Inevitabile quindi che la chiacchierata scivoli sulla voce che sta caratterizzando questo periodo, quella che racconta di Gianluca Vialli possibile nuovo presidente della Samp: "Sulla possibilità diventi il nuovo presidente della Samp ci abbiamo solo scherzato su, come si fa tra vecchi amici, ma che si voglia buttare in un’avventura del genere non mi stupisce più di tanto. Luca è un generoso, e dopo quello che ha passato a livello personale, provare a dedicarsi ad una cosa del genere penso sia una vera scelta di cuore, l’ennesima sfida di un combattente nato". Lanna è logicamente entusiasta della possibilità: "Sarebbe bellissimo, un sogno. Per lui, perché conosco l’amore che prova per questa piazza. E per i tifosi, quelli di lunga data come per i ragazzini, che avrebbero davanti a loro un esempio meraviglioso. Non dimentichiamoci i presidenti con cui Luca ha avuto a che fare da calciatore, dai Mantovani agli Agnelli. Scuole importanti, personalità che segnano davvero, insegnano tutto. Io so solo che Luca è una persona molto seria, e non credo si farebbe coinvolgere in un’operazione del genere se non fosse sicuro della sua serietà. E se una nuova proprietà vuole programmare da subito, di sicuro non compra in estate".

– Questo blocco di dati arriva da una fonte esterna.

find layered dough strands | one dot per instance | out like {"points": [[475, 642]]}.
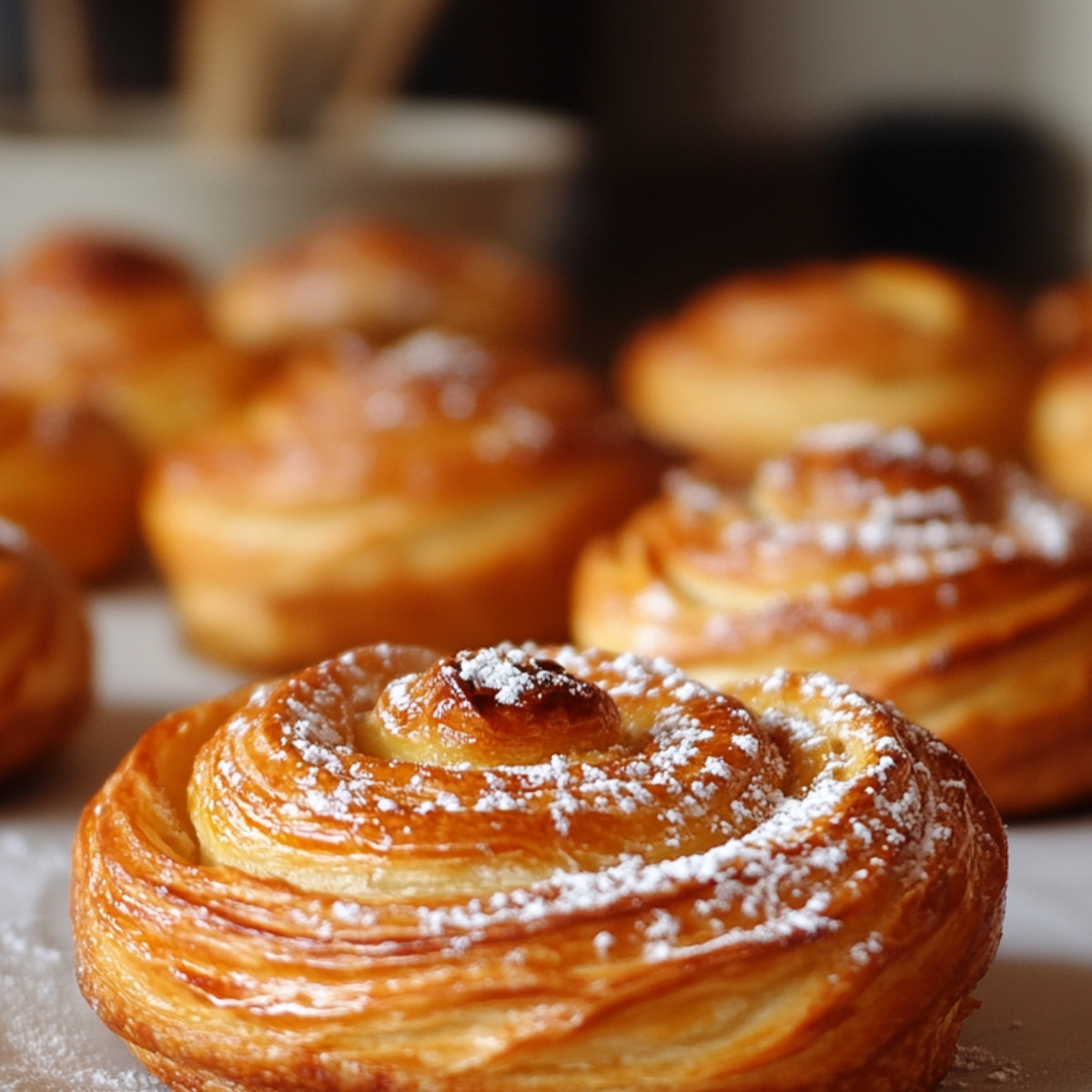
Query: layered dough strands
{"points": [[438, 490], [45, 653], [959, 589], [536, 868]]}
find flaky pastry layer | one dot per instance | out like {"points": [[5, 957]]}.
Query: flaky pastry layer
{"points": [[956, 588], [752, 360], [438, 490], [538, 868], [45, 653]]}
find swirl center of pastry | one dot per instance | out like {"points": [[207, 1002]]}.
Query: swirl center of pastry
{"points": [[491, 708]]}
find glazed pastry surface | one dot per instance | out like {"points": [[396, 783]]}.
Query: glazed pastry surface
{"points": [[383, 281], [955, 587], [118, 326], [45, 653], [752, 360], [440, 489], [538, 868], [71, 480]]}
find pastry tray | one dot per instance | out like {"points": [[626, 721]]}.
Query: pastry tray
{"points": [[1033, 1030]]}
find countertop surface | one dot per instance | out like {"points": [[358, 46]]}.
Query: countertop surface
{"points": [[1033, 1030]]}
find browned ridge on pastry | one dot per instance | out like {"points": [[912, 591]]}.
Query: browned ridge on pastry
{"points": [[754, 359], [97, 319], [438, 490], [538, 868], [956, 588], [45, 653], [383, 281], [71, 479]]}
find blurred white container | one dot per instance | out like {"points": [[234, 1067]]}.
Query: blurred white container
{"points": [[500, 172]]}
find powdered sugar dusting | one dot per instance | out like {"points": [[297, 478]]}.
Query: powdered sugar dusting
{"points": [[707, 829]]}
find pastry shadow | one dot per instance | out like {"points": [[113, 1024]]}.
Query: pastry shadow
{"points": [[66, 779], [1032, 1031]]}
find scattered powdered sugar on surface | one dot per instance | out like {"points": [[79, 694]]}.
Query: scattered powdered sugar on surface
{"points": [[977, 1068]]}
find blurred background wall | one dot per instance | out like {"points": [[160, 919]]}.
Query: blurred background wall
{"points": [[737, 132]]}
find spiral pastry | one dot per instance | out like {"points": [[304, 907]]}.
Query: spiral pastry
{"points": [[959, 589], [438, 490], [754, 359], [383, 281], [538, 868], [118, 326], [45, 653], [71, 480]]}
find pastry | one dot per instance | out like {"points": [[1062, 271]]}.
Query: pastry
{"points": [[958, 588], [45, 652], [753, 359], [538, 868], [71, 479], [436, 487], [104, 321], [1059, 431], [1059, 318], [383, 281]]}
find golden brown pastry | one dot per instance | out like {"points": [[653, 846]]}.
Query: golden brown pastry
{"points": [[959, 589], [538, 868], [1059, 432], [753, 359], [45, 652], [383, 281], [1059, 318], [435, 489], [99, 320], [71, 479]]}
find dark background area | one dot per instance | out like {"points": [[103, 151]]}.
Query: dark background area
{"points": [[661, 211]]}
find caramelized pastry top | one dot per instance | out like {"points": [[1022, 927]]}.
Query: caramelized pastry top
{"points": [[105, 321], [398, 868], [882, 317], [858, 535], [434, 415], [71, 479], [383, 281]]}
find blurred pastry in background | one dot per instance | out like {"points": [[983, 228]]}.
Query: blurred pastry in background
{"points": [[757, 358], [1059, 318], [71, 479], [1059, 430], [109, 322], [437, 490], [955, 587], [383, 281], [45, 653]]}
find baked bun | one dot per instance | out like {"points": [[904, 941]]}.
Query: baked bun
{"points": [[436, 489], [753, 360], [959, 589], [1059, 318], [71, 479], [1059, 434], [118, 326], [382, 281], [45, 653], [538, 868]]}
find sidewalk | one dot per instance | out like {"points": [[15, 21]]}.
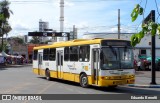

"In campo non mollava mai, un leader forse più silenzioso rispetto a Mancini, ma con carisma superiore" l'ex difensore racconta così l'ex compagno di squadra. "Era già allora una persona molto razionale, equilibrata, ma con quell’ironia delle persone intelligenti che sanno affrontare con leggerezza anche gli ostacoli più difficili. Se la federazione l’ha voluto tra i testimonial in vista del 2020, un motivo ci sarà". Secondo Lanna, l'idea per la trattativa potrebbe essere nata anche in seguito alla malattia di Vialli: "Penso di sì. È sempre stato un generoso, in campo era il primo a tornare, il primo a saper spronare i compagni in difficoltà. La sua potrebbe essere voglia di ridare una parte di quanto ricevuto da questa città. Paolo Mantovani l’ha cresciuto. A Genova, come tutti noi, ha imparato che gli uomini vengono prima di ogni altra cosa. Dei calciatori, della tecnica, dei soldi" conclude.